Serum anti-SARS-CoV-2 IgG antibody titres in patients with β-TM and age-matched control groups both 3 months post-infection (Panels A & B) and 3 months post-vaccination (Panels C & D). (A) Symptomatic β-TM (n = 24) showed significantly higher anti-SARS-CoV-2 IgG antibody titres compared to control group A (n = 41) after infection (GM ÷ GSD 1299.0 ÷ 3.3 vs. 555.7 ÷ 2.4 AU/ml, p = 0.009). (B) Post-infection anti-SARS-CoV-2 IgG antibody titres were significantly higher in (asymptomatic and symptomatic) splenectomised (n = 29) compared to non-splenectomised patients with β-TM (n = 25) (GM ÷ GSD 595.4 ÷ 3.9 vs. 280.7 ÷ 3.5 AU/ml, p = 0.005). (C) In comparison to age-matched individuals of control group B (n = 23), previously uninfected vaccinated patients with β-TM (n = 31) had significantly higher anti-SARS-CoV-2 IgG antibody titres (GM ÷ GSD 8404.0 ÷ 3.9 vs. 2785.6 ÷ 5.0 AU/mL, p = 0.015). (D) Among the vaccinated patients with β-TM, splenectomised individuals (n = 16) had a significantly higher anti-SARS-CoV2 IgG titre than non-splenectomised individuals (n = 15) (GM ÷ GSD 13778.2 ÷ 3.2 vs. 4961.8 ÷ 4.1 AU/mL, p = 0.045). Abbreviations: β-TM, β-thalassemia major; GM, geometric mean; GSD, geometric standard deviation; IgG, immunoglobulin G; SARS-CoV-2, severe acute respiratory syndrome coronavirus 2.

Fig. 3

Serum anti-SARS-CoV-2 IgG antibody titres in β-TM patients after infection, categorised by blood group.
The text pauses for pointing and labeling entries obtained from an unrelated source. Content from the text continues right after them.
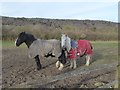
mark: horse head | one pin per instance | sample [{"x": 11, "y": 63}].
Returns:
[
  {"x": 21, "y": 39},
  {"x": 24, "y": 37},
  {"x": 65, "y": 42}
]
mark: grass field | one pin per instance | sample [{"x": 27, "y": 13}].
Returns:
[{"x": 17, "y": 63}]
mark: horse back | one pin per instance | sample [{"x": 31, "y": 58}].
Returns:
[{"x": 84, "y": 46}]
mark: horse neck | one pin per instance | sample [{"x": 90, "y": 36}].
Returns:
[{"x": 29, "y": 40}]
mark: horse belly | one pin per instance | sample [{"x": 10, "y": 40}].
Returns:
[
  {"x": 71, "y": 54},
  {"x": 84, "y": 47}
]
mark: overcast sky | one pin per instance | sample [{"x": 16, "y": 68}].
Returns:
[{"x": 62, "y": 10}]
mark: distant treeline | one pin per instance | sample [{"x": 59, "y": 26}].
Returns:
[{"x": 53, "y": 28}]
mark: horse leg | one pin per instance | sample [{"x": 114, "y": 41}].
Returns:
[
  {"x": 61, "y": 66},
  {"x": 57, "y": 64},
  {"x": 37, "y": 60},
  {"x": 74, "y": 63},
  {"x": 71, "y": 64},
  {"x": 88, "y": 57}
]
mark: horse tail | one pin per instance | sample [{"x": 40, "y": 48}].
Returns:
[{"x": 91, "y": 45}]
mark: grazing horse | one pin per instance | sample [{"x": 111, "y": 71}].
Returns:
[
  {"x": 75, "y": 49},
  {"x": 38, "y": 48}
]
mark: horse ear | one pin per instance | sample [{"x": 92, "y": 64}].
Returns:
[{"x": 24, "y": 32}]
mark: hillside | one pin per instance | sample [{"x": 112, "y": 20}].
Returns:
[{"x": 52, "y": 28}]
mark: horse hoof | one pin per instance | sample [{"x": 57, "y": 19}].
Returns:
[
  {"x": 38, "y": 68},
  {"x": 60, "y": 69},
  {"x": 87, "y": 64}
]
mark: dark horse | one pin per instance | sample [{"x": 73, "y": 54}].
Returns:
[{"x": 29, "y": 39}]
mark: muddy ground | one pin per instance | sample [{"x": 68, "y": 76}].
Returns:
[{"x": 18, "y": 71}]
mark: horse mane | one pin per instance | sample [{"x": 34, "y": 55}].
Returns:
[
  {"x": 29, "y": 39},
  {"x": 68, "y": 42}
]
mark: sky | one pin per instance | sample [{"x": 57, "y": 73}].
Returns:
[{"x": 62, "y": 10}]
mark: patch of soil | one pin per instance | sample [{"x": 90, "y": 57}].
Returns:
[{"x": 18, "y": 69}]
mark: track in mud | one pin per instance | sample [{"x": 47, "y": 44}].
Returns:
[{"x": 20, "y": 72}]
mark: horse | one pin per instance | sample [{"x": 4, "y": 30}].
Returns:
[
  {"x": 38, "y": 48},
  {"x": 76, "y": 49}
]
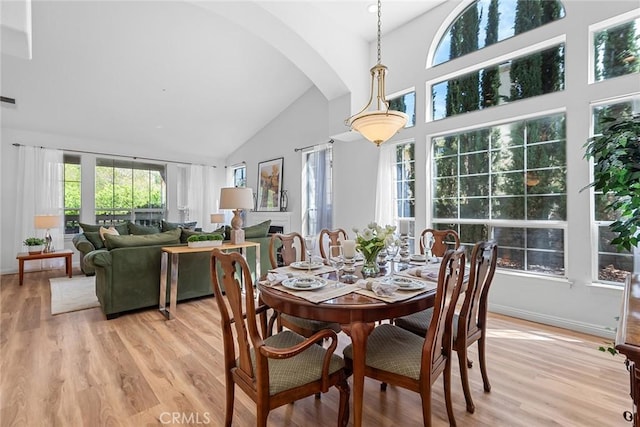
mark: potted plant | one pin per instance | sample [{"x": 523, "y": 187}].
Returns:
[
  {"x": 616, "y": 171},
  {"x": 205, "y": 240},
  {"x": 34, "y": 245}
]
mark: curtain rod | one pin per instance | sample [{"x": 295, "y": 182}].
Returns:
[
  {"x": 15, "y": 144},
  {"x": 331, "y": 141}
]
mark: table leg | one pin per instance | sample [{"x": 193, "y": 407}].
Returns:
[
  {"x": 21, "y": 270},
  {"x": 163, "y": 284},
  {"x": 359, "y": 332}
]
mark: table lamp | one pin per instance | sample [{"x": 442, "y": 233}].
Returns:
[
  {"x": 236, "y": 198},
  {"x": 47, "y": 222},
  {"x": 217, "y": 219}
]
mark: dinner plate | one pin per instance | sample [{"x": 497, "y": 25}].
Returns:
[
  {"x": 304, "y": 283},
  {"x": 304, "y": 265},
  {"x": 407, "y": 284}
]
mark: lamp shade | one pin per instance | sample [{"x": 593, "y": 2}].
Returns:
[
  {"x": 236, "y": 198},
  {"x": 46, "y": 221},
  {"x": 217, "y": 218}
]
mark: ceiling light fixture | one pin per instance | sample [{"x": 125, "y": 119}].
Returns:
[{"x": 381, "y": 124}]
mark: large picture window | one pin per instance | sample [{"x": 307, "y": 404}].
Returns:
[
  {"x": 129, "y": 191},
  {"x": 506, "y": 182}
]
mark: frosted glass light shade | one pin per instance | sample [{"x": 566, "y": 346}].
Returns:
[{"x": 378, "y": 126}]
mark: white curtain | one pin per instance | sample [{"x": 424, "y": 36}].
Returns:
[
  {"x": 40, "y": 180},
  {"x": 201, "y": 200},
  {"x": 317, "y": 194},
  {"x": 385, "y": 187}
]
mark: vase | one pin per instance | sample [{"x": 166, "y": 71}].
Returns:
[{"x": 370, "y": 267}]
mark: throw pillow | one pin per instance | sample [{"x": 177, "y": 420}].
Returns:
[
  {"x": 122, "y": 227},
  {"x": 167, "y": 226},
  {"x": 165, "y": 238},
  {"x": 111, "y": 230},
  {"x": 258, "y": 230},
  {"x": 142, "y": 229},
  {"x": 94, "y": 238}
]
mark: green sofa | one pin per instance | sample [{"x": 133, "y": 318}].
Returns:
[{"x": 128, "y": 270}]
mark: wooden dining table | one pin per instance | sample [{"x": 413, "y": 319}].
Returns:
[{"x": 356, "y": 314}]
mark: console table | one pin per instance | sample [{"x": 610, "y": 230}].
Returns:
[
  {"x": 175, "y": 252},
  {"x": 628, "y": 340},
  {"x": 25, "y": 256}
]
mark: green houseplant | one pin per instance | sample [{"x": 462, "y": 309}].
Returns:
[
  {"x": 34, "y": 245},
  {"x": 616, "y": 171}
]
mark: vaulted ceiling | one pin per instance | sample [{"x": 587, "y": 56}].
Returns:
[{"x": 172, "y": 75}]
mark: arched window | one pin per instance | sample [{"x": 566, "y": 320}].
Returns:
[{"x": 486, "y": 22}]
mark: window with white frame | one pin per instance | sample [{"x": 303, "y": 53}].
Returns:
[
  {"x": 506, "y": 182},
  {"x": 613, "y": 265}
]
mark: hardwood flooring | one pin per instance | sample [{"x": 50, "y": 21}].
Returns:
[{"x": 78, "y": 369}]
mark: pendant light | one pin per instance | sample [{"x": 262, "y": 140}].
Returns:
[{"x": 381, "y": 124}]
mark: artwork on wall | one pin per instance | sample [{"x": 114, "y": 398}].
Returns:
[{"x": 269, "y": 185}]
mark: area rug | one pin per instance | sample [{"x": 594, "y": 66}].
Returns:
[{"x": 74, "y": 294}]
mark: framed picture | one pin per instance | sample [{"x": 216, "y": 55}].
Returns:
[{"x": 269, "y": 185}]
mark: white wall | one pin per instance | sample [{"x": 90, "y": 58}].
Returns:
[{"x": 9, "y": 159}]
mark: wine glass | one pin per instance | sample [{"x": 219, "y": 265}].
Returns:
[
  {"x": 336, "y": 259},
  {"x": 393, "y": 247},
  {"x": 310, "y": 245},
  {"x": 427, "y": 242}
]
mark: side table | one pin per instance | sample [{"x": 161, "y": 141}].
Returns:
[{"x": 26, "y": 256}]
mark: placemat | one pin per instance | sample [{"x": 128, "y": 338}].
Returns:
[
  {"x": 328, "y": 292},
  {"x": 298, "y": 271},
  {"x": 397, "y": 295}
]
Significant differences in post-infection anti-SARS-CoV-2 IgG titres in patients with β-TM, with both asymptomatic and symptomatic COVID-19, according to their underlying blood group types indicate lowest titres in individuals with blood group B (n = 8) (GM ÷ GSD 162.2 ÷ 2.2 AU/ml) and highest titres in blood group O (n = 22) (684.9 ÷ 3.2 AU/ml), followed by blood group AB (n = 2) (397.2 ÷ 2.6 AU/ml), and blood group A (n = 22) (366.4 ÷ 4.7 AU/ml) (p = 0.012). Abbreviations: β-TM, β-thalassemia major; GM, geometric mean; GSD, geometric standard deviation; IgG, immunoglobulin G; SARS-CoV-2, severe acute respiratory syndrome coronavirus 2.